И я сжимаю бутон. Открываю глаза и смотрю, как алые лепестки мнутся, теряя свою прежнюю красоту. Превращаются в красное месиво под моими пальцами. Выдираю бутон с зеленого стебля, продолжая растирать лепестки между пальцев. Будто чье-то сердце, растоптанное безжалостными взрослыми.
Мое сердце.
На глазах наворачиваются слезы.
Бросаю бутон на пол. Он рассыпается. Уродливое нечто. Точно такое же у меня в груди качает кровь по сосудам.
Не знаю, сколько минут я смотрю на уничтоженный бутон, пока не понимаю, что не могу оставить его вот так. Наклоняюсь, сгребаю все лепестки и отношу в мусорную корзину. Прячу порыв, который не выставит меня в благородном свете, если кто-то заподозрит, какие на самом деле чувства обуревают мою душу.
Возвращаюсь в комнату, чтобы подготовиться к вечеру. Мама приедет, скорее всего, к восьми, об этом заикнулась Лидия Павловна, когда говорила про ужин. К тому времени вернется и Самойлов-старший. Насчет младшего Лилия Павловна любезно промолчала. Видимо, даже ей неизвестно, когда и как появляется в этом доме наследник.
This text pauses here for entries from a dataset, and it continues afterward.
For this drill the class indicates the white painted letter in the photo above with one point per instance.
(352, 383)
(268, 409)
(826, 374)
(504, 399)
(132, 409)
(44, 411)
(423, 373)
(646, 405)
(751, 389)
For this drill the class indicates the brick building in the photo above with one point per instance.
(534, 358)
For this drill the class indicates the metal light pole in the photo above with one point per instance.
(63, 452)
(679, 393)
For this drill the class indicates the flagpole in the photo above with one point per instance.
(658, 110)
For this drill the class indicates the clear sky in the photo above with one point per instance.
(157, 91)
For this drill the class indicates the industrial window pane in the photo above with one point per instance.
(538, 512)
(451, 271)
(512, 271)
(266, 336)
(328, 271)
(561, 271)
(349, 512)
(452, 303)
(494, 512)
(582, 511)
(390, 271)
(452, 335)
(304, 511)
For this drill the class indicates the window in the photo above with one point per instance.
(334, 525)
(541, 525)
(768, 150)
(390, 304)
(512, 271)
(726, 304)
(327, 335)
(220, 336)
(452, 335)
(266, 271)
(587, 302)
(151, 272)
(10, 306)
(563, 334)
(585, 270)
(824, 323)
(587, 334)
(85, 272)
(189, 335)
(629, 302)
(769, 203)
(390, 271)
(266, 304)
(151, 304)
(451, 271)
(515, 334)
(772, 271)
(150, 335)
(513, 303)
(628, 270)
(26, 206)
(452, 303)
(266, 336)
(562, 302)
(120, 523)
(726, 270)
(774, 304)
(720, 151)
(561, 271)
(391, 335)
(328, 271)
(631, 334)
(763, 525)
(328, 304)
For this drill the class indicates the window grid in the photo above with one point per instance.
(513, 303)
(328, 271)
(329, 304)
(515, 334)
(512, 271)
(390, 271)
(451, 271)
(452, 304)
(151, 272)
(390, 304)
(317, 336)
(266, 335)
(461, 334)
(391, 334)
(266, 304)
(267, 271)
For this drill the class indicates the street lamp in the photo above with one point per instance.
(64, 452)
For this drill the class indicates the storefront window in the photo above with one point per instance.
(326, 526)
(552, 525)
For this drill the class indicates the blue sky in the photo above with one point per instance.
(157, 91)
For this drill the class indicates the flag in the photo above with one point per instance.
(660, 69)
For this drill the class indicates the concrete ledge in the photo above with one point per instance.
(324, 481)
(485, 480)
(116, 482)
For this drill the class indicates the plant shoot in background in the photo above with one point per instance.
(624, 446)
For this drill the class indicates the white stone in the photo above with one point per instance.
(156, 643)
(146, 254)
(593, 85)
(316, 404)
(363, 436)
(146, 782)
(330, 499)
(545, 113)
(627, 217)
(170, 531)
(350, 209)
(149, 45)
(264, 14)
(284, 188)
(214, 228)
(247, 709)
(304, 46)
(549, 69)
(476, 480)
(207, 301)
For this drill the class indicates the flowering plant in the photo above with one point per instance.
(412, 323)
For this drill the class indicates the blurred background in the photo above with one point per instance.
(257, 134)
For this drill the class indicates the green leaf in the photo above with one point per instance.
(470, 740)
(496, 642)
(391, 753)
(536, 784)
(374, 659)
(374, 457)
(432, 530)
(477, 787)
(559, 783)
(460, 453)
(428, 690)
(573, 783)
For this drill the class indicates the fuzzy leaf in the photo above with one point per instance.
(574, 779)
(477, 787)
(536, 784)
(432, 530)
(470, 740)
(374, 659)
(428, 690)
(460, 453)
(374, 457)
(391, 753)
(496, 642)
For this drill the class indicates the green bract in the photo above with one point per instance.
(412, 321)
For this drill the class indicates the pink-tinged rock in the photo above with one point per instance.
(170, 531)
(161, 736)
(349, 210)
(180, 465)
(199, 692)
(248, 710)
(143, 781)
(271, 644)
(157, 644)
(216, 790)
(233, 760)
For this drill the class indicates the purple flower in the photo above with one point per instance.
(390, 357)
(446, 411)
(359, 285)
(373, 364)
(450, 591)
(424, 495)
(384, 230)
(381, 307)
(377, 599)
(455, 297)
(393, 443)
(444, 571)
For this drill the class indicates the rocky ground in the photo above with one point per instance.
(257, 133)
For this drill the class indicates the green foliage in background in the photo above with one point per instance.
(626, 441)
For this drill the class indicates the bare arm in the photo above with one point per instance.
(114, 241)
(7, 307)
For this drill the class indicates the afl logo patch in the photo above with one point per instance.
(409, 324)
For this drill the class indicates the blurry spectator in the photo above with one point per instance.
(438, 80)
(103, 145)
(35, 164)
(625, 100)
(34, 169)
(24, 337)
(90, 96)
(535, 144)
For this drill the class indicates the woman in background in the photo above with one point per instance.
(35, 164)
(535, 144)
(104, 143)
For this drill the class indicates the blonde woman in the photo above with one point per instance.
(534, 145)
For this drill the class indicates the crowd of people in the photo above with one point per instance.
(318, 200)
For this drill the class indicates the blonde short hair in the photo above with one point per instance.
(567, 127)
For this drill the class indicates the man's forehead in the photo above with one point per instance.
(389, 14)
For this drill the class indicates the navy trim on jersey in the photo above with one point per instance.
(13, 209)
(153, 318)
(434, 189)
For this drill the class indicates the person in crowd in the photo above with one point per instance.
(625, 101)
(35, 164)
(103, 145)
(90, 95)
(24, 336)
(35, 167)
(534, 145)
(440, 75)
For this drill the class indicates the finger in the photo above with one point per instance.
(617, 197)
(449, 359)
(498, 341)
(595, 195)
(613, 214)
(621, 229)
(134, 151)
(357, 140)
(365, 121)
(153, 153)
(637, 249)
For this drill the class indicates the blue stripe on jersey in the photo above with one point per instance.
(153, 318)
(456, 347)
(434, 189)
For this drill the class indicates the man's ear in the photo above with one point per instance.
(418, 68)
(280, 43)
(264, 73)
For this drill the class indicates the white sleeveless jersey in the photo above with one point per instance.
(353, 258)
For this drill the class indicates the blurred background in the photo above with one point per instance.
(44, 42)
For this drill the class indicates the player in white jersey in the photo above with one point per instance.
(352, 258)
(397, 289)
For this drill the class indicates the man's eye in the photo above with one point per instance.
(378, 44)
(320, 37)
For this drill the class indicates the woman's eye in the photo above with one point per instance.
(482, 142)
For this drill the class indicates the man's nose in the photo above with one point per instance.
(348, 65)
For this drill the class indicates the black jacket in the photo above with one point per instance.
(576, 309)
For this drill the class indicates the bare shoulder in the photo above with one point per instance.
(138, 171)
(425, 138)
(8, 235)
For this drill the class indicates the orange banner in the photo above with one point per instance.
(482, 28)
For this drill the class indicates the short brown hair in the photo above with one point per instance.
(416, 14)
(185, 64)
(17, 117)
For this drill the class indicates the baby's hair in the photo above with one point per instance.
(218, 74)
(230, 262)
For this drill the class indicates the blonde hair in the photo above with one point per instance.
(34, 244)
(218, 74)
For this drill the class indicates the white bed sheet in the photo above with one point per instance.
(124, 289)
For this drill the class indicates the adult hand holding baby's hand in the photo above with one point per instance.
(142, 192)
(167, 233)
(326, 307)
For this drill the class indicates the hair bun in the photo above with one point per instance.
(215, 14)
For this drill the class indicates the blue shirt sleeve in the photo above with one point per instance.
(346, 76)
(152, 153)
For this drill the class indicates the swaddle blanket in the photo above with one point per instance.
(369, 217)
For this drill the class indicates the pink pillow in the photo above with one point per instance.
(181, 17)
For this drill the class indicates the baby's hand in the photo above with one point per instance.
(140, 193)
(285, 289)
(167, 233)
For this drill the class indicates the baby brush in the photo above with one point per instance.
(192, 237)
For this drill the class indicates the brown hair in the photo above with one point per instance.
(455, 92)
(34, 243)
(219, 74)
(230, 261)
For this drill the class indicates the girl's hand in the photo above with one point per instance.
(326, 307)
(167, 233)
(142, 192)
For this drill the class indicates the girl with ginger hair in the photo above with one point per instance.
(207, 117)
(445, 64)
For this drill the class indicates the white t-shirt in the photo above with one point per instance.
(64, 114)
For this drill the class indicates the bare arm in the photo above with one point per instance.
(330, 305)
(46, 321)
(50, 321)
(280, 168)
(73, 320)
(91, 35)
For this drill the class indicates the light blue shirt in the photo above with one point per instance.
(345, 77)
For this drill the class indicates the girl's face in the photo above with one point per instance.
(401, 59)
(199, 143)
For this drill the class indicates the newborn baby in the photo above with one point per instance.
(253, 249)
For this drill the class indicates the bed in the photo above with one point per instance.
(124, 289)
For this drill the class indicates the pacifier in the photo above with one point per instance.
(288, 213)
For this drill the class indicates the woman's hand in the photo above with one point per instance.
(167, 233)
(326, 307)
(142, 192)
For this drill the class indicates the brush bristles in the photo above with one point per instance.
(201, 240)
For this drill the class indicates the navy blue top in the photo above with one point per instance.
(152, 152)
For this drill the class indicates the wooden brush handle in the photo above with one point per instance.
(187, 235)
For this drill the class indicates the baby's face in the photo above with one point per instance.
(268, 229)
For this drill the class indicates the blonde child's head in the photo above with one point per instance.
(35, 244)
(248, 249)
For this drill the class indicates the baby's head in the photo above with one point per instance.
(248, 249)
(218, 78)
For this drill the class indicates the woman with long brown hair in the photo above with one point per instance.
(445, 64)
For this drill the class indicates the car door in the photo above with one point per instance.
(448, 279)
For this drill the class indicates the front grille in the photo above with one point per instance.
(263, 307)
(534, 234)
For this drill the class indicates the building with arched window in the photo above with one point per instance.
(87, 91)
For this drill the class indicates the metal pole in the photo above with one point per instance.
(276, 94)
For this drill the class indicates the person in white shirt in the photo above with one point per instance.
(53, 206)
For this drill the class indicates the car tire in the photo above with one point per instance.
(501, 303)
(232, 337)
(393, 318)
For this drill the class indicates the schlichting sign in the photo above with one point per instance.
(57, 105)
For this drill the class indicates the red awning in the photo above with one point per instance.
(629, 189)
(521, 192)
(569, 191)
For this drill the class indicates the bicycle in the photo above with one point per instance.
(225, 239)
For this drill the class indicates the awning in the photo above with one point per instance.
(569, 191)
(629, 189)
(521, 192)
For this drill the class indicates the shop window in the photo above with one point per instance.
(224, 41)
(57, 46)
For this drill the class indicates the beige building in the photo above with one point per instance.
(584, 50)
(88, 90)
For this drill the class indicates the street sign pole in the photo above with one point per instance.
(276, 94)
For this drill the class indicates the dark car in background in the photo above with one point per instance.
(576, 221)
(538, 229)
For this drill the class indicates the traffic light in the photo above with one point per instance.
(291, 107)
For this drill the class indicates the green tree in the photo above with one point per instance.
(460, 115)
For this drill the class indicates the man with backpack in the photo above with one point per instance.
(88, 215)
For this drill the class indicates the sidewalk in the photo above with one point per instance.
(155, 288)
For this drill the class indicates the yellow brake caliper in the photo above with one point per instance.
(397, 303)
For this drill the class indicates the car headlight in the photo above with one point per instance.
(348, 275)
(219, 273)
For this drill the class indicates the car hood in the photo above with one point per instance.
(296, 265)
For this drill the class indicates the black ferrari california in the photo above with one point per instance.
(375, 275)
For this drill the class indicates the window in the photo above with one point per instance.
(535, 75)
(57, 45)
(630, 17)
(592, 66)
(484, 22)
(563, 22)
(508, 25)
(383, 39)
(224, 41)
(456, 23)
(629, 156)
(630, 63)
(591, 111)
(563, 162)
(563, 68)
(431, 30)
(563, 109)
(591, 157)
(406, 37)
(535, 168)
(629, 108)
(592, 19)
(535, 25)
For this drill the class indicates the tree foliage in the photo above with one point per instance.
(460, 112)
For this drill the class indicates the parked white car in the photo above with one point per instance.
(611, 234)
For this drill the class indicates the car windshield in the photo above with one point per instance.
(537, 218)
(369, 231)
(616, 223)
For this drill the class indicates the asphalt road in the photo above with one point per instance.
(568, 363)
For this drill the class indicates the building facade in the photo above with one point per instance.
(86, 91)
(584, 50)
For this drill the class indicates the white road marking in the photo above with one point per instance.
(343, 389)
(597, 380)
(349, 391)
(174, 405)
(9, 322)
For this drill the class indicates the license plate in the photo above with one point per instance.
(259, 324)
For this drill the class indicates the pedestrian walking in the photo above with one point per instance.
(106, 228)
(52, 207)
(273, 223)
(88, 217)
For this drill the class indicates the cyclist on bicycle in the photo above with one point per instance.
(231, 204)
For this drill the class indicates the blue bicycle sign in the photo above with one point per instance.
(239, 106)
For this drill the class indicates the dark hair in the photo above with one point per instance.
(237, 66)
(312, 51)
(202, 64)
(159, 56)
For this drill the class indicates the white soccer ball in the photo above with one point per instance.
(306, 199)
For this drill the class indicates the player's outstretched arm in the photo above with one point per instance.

Привожу себя в порядок, подбираю скромное платье, которое собираюсь надеть на ужин. Пусть буду именно той, кого хочет видеть мама. Ведь ей нужна послушная дочка, готовая выполнять любой приказ, как дрессированная собачка.
Собираю волосы в косу и креплю ее на затылке теми самыми невидимками, которые совсем недавно рассыпала по полу моей прошлой комнаты. Тетя тогда еще меня ругала за беспорядок.
Тётя…
Руки зависают перед лицом. Я смотрю на свои пальцы, с ужасом осознавая, что она так и не попыталась со мной связаться с того момента, как выставила из дома. Неужели всё? Всё кончено? И я никогда больше не увижу ту, кто меня вырастил вот такой?
Опускаю руку и сжимаю расческу, что лежала до этого момента на столике перед зеркалом. Всматриваюсь в зеркало, пытаясь выловить нужные эмоции. Мягкая улыбка или поджатые губы? Изогнутые от удивления брови или хмурые, сведенные к переносице? Играю масками, примеряя нужную на вечер. А после останавливаюсь и смотрю на себя настоящую.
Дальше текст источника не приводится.